All this Hephaestus sees, and that’s the benefit of the view from above: perspective, context. But of course the price you pay for that perspective is the disappearance of particularity. You get numbers but not faces. You see that war is an aberration, but you don’t see that for the people suffering the war it is everything. Only for this moment in the Iliad does Homer remind us of the Olympian view; the rest of the time we see things up close: the sheer terror and misery, not the calculation of aberrance.
(But there’s one more thing here: in the Greek conception of the agon the opponents confront not so much their enemies as themselves, and who sees the decorations on the shield? Not Achilles — it faces away from him. No, it’s Hector who sees it, and Hector is the one character in the whole poem who best understands what is lost in war, who most loves all the things that the Shield depicts. Conversely, what does Achilles see when he fights Hector? His own armor — the armor Hector stripped from Patroclus when he killed him. In their confrontation each man, then, sees himself, his own understanding of the world.)
In Auden’s poem the shield also is, simply, what Hephaestus sees: the view of the middle of the 20th century from Olympus. And therefore he too sees only numbers, not faces: “an unintelligible multitude.” Eyes, boots. No wholeness of personhood. The interesting thing here is that this “panoptic” view is precisely what the modern industrial society also has, or at least wants: it’s surveillance capitalism in its (compared to today) infancy. Hephaestus “sees like a state” and only like a state. And what the poem wants, very gently, to call our attention to is what remains invisible to the Olympian/panoptic/statist view: the difference between one condemned criminal and another, the value of promises kept, the rare but beautiful capacity to weep with those who weep. Just little pinpricks of possibility, associated (if we have ears to hear) with a God who does not remain on the Heights but rather descends into the Depths.
The flip side of this terrifying panoptic vision is life on the plains, because on the plains there’s nowhere to hide — everything is visible to the presiding Powers. And if we fear that, that may be because we don’t trust those Powers, but also (Auden suggests) because we can’t trust ourselves. We are not like “the blessed” whom in “In Praise of Limestone” Auden describes as “having nothing to hide.”
All of these reflections on panopticism and the Powers — they sound pretty Pynchonian, don’t they? Maybe that’s one connection. Another is that Pynchon and Auden are writers who tend to treat matters of the heart through a double indirection: intellect and humor. Both of them, I think, are most serious when they’e most comical.

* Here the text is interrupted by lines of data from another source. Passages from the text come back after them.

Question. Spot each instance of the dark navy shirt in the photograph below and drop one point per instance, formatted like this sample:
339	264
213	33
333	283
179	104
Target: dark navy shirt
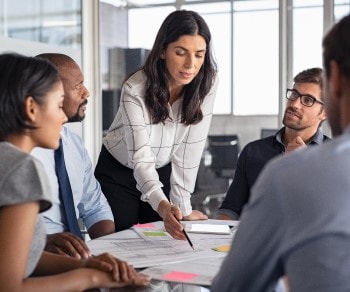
251	161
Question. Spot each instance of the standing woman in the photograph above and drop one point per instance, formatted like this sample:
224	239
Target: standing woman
150	156
31	115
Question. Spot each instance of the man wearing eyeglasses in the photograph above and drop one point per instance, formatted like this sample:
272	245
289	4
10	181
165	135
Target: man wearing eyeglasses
302	119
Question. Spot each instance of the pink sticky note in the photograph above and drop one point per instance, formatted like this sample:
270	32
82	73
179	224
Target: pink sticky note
145	225
179	276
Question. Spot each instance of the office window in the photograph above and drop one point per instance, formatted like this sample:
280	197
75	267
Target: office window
141	32
218	17
341	8
255	58
247	51
307	35
45	21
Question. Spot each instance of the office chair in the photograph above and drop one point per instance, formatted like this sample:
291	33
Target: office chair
215	172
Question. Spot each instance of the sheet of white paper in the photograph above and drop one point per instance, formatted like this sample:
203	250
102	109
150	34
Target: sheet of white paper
141	252
213	221
190	272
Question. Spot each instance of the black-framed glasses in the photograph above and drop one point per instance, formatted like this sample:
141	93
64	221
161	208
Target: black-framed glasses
305	99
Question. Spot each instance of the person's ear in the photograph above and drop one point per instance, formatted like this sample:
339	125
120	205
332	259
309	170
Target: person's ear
31	109
334	81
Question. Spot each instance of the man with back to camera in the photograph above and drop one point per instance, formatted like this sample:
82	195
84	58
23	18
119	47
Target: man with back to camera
306	236
89	200
302	119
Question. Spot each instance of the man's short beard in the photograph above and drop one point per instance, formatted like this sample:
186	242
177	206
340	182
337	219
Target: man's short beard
76	118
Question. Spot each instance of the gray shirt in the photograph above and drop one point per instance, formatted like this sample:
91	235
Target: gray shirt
23	180
296	223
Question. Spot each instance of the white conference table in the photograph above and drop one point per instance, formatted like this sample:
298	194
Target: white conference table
171	263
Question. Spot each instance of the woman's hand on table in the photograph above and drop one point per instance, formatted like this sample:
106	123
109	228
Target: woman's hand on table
171	216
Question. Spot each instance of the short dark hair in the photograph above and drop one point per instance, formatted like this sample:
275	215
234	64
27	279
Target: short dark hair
311	75
336	47
175	25
57	59
21	77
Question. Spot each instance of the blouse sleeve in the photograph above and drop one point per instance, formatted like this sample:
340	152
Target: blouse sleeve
185	162
136	123
26	182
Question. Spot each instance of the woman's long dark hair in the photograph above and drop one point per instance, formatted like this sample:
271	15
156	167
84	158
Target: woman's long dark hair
22	77
177	24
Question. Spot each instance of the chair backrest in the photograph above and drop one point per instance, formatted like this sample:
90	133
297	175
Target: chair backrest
224	150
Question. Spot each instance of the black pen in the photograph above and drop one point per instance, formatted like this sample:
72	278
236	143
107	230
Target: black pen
188	239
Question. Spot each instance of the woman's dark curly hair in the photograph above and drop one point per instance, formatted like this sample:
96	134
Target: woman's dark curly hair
21	77
177	24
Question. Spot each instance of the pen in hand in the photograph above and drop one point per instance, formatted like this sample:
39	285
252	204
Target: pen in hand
187	238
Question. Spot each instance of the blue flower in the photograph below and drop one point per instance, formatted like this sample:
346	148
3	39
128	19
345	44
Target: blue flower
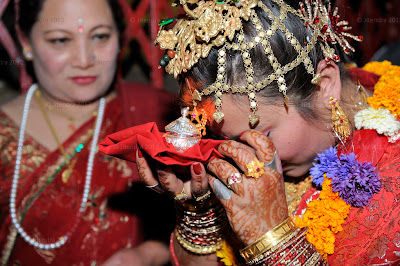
356	182
327	163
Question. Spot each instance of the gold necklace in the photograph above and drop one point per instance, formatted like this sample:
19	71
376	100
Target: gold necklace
67	173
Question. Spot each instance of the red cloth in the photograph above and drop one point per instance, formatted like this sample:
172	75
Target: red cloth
123	144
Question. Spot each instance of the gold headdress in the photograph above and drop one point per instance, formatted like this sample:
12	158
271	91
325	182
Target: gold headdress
215	23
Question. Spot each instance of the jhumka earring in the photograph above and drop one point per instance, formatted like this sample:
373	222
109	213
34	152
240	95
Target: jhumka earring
198	118
317	79
340	122
80	25
28	54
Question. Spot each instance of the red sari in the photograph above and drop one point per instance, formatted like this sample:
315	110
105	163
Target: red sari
103	227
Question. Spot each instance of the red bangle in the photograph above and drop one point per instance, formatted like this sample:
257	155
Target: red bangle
174	259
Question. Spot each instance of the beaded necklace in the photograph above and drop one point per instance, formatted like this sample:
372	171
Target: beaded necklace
13	195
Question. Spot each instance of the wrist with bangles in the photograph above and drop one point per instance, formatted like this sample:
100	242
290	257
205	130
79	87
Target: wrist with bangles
283	245
200	224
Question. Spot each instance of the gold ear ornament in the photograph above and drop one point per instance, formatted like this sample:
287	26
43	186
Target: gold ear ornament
219	24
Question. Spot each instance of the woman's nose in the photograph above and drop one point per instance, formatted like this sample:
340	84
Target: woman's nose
84	56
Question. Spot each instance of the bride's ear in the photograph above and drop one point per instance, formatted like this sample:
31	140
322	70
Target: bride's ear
330	85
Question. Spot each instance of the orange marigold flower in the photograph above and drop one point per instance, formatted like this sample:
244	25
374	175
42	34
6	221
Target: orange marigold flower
324	217
378	68
387	92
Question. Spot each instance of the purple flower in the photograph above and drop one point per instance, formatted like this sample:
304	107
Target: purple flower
356	182
327	163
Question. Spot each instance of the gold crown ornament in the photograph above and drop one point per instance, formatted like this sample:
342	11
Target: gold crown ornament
219	24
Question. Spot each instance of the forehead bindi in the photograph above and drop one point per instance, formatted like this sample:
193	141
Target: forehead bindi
72	15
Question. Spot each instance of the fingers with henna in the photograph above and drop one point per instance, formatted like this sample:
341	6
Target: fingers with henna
239	152
145	173
220	190
199	182
226	173
169	181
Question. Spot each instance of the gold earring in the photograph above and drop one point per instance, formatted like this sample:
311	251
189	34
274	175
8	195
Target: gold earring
317	79
28	54
340	122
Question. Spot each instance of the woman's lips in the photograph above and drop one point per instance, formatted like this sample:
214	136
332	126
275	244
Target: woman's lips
84	80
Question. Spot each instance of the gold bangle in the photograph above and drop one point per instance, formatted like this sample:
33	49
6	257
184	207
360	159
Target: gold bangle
267	241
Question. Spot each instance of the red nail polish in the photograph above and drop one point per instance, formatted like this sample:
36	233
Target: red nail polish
197	168
140	154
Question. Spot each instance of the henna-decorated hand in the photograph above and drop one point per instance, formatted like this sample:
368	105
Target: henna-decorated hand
167	181
255	206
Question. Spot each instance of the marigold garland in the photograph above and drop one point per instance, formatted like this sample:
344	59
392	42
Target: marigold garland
387	89
378	68
324	218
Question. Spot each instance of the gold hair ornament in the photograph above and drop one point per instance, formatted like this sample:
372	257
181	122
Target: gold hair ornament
217	23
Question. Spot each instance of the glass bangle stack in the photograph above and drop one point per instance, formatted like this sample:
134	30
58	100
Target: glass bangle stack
200	225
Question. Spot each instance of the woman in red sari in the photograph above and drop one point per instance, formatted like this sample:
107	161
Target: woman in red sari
69	203
268	74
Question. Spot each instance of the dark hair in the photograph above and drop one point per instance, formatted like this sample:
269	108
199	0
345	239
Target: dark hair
301	91
29	11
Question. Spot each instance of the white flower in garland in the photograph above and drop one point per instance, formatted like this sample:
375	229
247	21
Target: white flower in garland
380	120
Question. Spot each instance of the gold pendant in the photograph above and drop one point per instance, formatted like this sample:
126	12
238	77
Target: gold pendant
66	174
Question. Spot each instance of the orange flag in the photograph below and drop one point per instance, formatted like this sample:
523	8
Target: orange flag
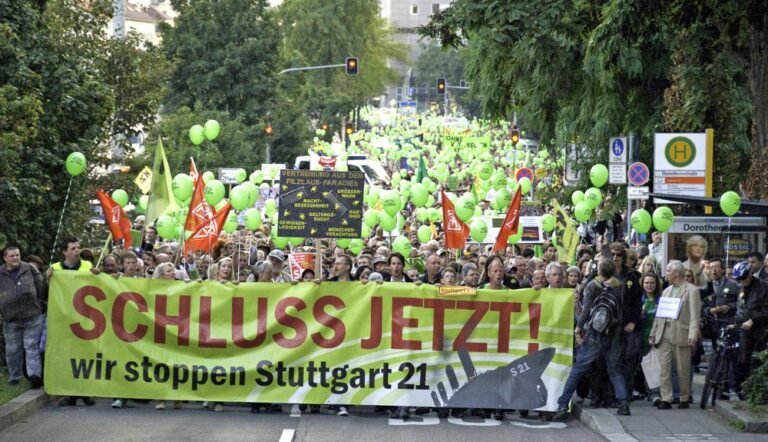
200	212
456	231
511	222
207	234
119	224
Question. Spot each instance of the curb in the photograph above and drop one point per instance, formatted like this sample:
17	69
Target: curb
17	409
604	422
727	410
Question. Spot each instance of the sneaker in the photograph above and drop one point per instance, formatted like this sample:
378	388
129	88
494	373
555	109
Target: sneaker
562	415
68	401
624	409
36	382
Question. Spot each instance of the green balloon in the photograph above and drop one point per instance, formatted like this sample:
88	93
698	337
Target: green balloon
402	245
257	177
641	220
239	197
582	211
419	195
166	226
598	175
230	225
547	222
370	217
270	206
211	130
75	163
390	200
502	200
196	134
577	197
182	186
387	221
465	208
424	233
478	230
253	219
120	197
214	192
593	197
485	171
356	246
730	203
525	184
663	218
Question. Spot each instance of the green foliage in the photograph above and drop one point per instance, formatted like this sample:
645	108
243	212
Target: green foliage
581	72
61	83
756	385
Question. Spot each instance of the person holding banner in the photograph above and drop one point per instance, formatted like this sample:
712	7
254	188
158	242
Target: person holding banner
675	332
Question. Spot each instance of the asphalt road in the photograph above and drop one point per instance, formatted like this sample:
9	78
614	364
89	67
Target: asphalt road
143	422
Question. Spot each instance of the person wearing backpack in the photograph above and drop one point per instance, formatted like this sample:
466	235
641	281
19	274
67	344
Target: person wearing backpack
598	333
675	332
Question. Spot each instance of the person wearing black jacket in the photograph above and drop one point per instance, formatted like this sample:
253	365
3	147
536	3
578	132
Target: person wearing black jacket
632	336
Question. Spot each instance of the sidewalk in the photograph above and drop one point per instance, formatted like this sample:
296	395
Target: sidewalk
647	423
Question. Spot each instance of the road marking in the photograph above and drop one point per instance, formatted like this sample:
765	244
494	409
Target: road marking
287	435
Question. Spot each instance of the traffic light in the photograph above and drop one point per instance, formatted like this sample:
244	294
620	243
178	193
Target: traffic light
441	85
514	134
351	66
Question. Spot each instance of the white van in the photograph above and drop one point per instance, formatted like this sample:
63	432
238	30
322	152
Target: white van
375	175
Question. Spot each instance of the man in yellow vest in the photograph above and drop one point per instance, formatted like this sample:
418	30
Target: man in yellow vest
70	248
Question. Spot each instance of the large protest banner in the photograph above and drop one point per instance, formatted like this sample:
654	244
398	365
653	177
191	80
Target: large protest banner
346	343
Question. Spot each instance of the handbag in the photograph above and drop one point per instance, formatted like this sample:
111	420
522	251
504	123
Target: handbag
652	368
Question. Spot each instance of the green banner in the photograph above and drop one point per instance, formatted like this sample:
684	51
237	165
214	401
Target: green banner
333	343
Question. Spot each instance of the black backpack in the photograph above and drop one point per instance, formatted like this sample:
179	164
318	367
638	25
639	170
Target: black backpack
606	309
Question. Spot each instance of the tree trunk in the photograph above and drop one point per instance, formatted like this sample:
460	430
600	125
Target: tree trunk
757	179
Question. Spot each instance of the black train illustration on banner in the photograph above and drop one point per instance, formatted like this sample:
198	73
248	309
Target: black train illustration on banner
517	385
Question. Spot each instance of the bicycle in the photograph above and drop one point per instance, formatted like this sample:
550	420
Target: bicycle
727	351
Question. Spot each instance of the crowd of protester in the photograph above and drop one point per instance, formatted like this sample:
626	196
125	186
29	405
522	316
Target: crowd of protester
713	292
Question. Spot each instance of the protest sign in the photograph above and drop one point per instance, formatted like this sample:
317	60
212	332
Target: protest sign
345	343
321	204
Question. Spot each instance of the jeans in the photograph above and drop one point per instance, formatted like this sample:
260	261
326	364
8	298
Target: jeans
593	346
23	337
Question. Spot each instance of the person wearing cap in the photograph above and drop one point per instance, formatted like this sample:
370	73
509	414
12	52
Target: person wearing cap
752	314
279	272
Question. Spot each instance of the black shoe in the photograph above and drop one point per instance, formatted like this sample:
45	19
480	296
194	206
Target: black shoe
623	410
36	382
68	401
561	416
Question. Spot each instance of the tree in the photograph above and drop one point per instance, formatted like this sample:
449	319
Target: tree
326	32
59	94
580	71
225	56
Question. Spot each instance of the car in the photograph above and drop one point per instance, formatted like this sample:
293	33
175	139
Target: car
374	172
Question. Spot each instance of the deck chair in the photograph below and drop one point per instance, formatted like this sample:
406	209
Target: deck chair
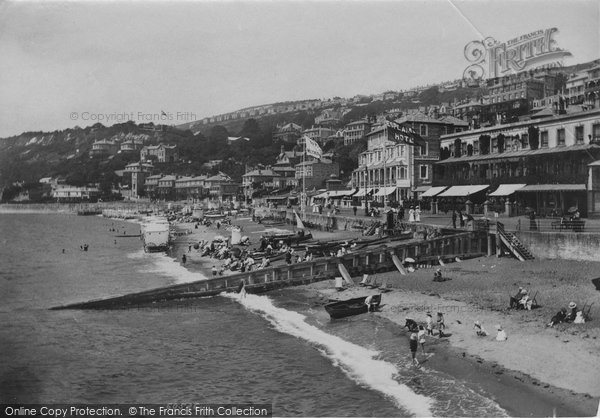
534	302
373	284
385	286
585	311
365	280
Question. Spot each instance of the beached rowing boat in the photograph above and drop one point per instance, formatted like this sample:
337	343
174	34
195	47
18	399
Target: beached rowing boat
356	306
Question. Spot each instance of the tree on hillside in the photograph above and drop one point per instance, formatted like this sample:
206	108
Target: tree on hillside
430	96
347	156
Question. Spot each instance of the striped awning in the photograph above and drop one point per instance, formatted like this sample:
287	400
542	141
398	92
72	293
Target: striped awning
335	193
361	192
506	189
553	188
434	191
384	191
461	191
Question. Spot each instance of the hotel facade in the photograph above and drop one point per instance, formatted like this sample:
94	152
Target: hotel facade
551	158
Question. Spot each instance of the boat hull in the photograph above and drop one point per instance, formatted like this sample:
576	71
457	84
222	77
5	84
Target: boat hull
350	307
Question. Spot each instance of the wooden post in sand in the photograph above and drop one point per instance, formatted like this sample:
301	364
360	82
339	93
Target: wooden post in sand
498	245
398	264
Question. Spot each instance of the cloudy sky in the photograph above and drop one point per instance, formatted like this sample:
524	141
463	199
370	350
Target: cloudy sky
60	59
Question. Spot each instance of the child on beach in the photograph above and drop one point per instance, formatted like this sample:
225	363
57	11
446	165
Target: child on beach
421	335
414	345
501	335
479	330
429	324
441	324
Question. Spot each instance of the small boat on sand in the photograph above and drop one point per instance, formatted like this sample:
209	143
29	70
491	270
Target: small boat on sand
356	306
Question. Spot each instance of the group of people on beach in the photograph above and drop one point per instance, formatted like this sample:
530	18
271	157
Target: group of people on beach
480	331
419	331
572	315
457	215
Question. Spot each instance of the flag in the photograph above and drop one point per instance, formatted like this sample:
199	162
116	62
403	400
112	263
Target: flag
299	223
312	148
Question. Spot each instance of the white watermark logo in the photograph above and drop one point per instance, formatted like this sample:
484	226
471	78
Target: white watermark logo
142	117
489	58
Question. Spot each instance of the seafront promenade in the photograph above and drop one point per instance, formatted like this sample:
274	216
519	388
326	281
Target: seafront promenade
478	289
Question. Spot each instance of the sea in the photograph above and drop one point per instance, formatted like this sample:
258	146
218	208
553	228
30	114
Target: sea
280	348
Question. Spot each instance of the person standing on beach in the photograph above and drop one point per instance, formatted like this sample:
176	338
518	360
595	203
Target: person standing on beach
441	324
429	324
411	214
414	345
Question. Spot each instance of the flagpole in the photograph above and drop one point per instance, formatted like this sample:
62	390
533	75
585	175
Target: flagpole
304	181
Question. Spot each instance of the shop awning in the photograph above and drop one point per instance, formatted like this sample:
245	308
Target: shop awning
434	191
462	191
384	191
507	189
422	189
282	197
553	188
361	192
335	194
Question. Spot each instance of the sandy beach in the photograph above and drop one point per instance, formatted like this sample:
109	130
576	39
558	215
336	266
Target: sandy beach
559	364
537	368
190	235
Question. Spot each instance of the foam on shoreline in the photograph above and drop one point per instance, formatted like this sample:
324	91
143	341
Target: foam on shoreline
358	363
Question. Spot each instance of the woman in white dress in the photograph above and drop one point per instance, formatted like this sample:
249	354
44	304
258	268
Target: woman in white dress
411	214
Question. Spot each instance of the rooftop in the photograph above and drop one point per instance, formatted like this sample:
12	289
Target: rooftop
518	154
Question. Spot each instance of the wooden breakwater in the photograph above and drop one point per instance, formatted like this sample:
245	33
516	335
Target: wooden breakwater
370	260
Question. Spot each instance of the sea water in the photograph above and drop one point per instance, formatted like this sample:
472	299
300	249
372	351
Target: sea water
259	349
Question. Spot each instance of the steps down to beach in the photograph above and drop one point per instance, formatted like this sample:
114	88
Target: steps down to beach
513	243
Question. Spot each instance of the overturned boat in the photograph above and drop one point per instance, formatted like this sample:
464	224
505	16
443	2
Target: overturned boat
156	235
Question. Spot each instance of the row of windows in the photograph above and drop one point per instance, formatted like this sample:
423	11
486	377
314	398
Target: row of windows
508	88
513	144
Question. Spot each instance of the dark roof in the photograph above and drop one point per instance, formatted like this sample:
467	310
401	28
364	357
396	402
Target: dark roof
453	121
419	117
518	154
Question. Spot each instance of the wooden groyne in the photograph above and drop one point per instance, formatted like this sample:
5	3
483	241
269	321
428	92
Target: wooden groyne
372	260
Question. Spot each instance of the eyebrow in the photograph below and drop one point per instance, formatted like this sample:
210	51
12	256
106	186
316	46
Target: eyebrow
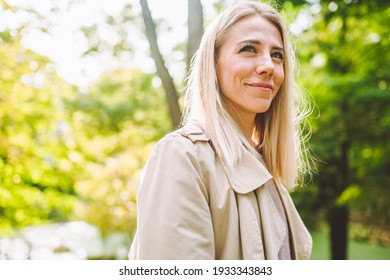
257	42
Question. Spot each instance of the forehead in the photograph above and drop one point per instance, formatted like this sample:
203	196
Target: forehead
254	28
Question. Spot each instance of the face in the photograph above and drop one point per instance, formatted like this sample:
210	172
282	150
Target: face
250	67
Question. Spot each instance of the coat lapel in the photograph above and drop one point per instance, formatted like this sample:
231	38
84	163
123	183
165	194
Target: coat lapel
248	174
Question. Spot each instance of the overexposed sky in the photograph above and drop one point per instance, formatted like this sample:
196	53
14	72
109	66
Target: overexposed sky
65	44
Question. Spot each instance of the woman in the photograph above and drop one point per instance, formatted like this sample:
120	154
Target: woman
216	188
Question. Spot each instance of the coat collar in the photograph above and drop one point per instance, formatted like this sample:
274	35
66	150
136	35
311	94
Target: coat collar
246	175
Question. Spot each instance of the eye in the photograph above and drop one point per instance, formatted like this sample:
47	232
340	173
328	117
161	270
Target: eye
278	55
248	48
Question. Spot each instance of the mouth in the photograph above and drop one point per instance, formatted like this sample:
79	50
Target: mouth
264	86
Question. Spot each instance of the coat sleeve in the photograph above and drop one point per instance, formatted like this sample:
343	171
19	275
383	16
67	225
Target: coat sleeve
173	214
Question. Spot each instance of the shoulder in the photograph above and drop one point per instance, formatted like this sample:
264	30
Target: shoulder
185	138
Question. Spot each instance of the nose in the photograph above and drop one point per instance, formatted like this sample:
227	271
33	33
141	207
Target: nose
265	66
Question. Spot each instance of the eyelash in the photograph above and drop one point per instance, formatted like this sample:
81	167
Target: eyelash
252	49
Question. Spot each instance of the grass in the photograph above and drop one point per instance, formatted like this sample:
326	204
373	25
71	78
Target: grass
356	250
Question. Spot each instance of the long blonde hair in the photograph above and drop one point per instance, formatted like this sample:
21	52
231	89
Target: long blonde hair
277	131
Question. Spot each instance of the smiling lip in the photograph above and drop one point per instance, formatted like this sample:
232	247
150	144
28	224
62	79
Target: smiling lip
261	85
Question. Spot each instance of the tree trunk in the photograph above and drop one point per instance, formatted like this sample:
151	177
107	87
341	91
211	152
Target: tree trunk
338	222
163	73
195	28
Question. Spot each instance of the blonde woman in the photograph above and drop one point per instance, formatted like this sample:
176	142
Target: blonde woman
217	187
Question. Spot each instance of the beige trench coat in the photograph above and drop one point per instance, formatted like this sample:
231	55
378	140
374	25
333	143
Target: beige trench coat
192	206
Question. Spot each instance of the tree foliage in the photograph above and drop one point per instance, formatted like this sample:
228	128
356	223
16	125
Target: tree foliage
344	59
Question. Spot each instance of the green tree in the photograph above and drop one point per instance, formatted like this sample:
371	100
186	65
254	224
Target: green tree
36	167
345	62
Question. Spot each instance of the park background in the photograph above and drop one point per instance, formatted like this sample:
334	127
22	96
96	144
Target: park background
88	87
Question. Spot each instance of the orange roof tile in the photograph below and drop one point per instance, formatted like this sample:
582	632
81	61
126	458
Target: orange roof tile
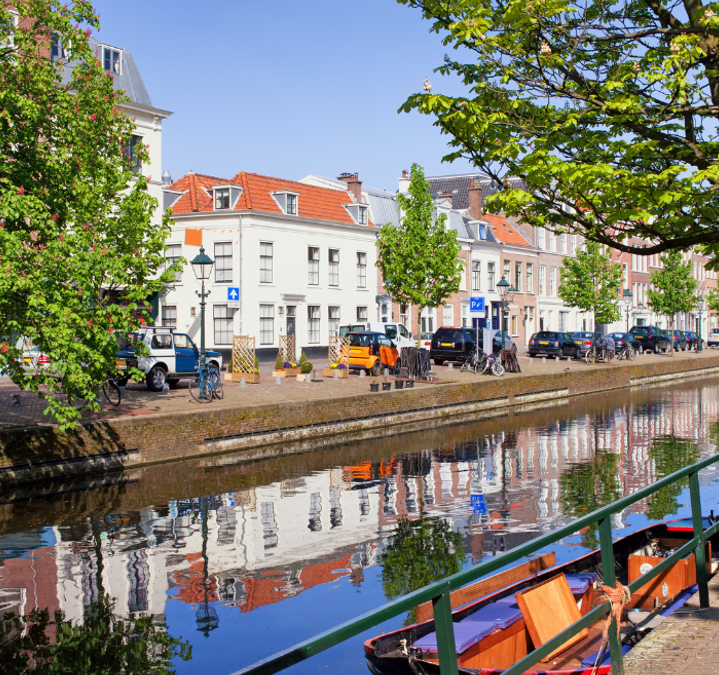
313	202
504	231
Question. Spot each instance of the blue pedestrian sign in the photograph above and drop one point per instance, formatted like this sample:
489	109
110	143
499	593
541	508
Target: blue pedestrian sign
476	305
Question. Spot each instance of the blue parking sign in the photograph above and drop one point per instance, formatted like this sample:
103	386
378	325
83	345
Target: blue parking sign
476	305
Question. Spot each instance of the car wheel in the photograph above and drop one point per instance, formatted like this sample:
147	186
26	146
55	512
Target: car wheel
156	379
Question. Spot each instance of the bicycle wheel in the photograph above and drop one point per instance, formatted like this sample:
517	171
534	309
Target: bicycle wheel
216	385
497	369
200	391
111	391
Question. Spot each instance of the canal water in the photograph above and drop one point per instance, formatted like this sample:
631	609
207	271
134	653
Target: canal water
241	560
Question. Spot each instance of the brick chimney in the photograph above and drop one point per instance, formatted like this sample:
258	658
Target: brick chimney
475	201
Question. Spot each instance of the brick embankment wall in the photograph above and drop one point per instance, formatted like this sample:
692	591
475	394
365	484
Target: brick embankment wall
297	426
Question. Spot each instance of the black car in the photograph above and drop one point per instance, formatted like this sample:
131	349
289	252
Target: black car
451	344
621	340
552	343
652	338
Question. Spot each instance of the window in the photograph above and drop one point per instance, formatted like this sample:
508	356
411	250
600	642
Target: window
476	275
334	267
267	324
172	254
224	324
130	151
313	265
361	269
265	263
222	198
333	314
223	263
169	315
313	324
112	60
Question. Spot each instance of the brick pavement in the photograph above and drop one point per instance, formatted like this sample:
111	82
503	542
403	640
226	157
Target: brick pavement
139	401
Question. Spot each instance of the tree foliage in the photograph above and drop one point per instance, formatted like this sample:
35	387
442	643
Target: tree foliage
606	112
419	259
76	225
672	288
591	282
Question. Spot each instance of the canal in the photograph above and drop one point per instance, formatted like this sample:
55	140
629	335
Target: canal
243	559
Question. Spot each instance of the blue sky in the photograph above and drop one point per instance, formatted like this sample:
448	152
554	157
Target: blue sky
286	88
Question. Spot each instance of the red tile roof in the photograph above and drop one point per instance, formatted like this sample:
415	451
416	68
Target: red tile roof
504	231
313	202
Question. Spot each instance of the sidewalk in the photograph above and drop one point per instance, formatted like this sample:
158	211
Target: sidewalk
139	401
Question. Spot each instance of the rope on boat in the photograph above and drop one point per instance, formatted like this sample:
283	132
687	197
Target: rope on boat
619	596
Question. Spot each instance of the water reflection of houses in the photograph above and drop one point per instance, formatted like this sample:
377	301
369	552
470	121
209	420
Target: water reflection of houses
265	544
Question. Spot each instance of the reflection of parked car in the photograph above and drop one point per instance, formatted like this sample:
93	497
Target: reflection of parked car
652	338
370	351
172	356
552	343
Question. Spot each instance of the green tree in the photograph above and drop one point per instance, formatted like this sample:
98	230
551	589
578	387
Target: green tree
587	486
605	112
591	282
672	289
419	259
76	224
421	551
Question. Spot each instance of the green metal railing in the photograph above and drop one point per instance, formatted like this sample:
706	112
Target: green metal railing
439	591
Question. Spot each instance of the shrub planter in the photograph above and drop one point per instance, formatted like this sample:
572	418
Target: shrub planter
250	378
341	372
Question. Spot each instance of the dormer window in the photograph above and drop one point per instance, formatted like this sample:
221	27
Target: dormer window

I probably need to think about this more, though, because it may be noteworthy that I’m not the only Auden’s scholar to be fascinated by Pynchon: Edward Mendelson wrote about Pynchon early in his career, edited a collection of critical essays on Pynchon, and wrote an introduction for a never-to-be-published edition of Gravity’s Rainbow:
https://mendelson.org/grintro.html
All that probably means something, but I am not sure what.